Since then, we have multiplied into countless mouths to feed and we have invented the tractor. The tractor allows us to produce plant-based food much more easily than with the help of animals. We have also developed the science of agronomy and inherited farming techniques from hundreds of generations of experience, which renders the exponential growth of animal slaughter pointless. The permanent animal holocaust is neither economically nor socially viable. We must put an end to the carnage.

Producing meat and depleting the oceans of all their living creatures is extremely costly in terms of energy, natural resources as well as all kinds of infrastructure and means of transportation. Further, this is unworthy of a civilization that believes itself to be peaceful and reasonable such as our own.

The ways in which we feed ourselves can only progress toward vegetarianism, or even veganism, which is even better. This would allow us to multiply the number of farms and eventually cultivate a greater portion of the earth in order to kick-start the terraformation project that our planet sorely needs. Arable soil only covers 13% of the globe’s surface. Natural and industrial deserts, which are caused by industrialisation, are spreading. Agriculture is the only solution. Vegetarianism provides the momentum. Let us not forget that we aren’t scavengers who were designed to consume dead flesh in the long run. What effects do the toxins have on us, not to mention the hormones produced by the fear, anxiety and stress slaughter animals feel when they meet their horrific end?

Carcasse

The Touski Café has several great qualities. It is owned and run as a natural collective. There is no divide between the owner and the worker. The ambiance is naturally pleasant. I found a newspaper entitled Hochelaga mon amour [Hochelaga My Love] lying on a table next to the entrance, which is in keeping with the spirit of the place.

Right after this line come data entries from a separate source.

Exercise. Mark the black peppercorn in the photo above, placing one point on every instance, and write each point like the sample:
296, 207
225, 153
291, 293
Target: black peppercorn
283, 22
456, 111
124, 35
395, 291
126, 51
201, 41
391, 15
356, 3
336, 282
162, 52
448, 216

I like finding a spot to sit, and as I enjoy the food, I listen to the animated conversations of the young patrons as they talk about their projects and ideas. I love to hear them share their passions that are filled with hope for the future. Even though they don’t currently run the world, there is no doubt that my generation will soon hand it over to them, and at that point, they will be ready to pick up the pieces. I hope they create another social model that is inspired by the Touski Café, which, thanks to its dedication to cooperation and vegetarian food, has chosen to live peacefully rather than acquire frantically.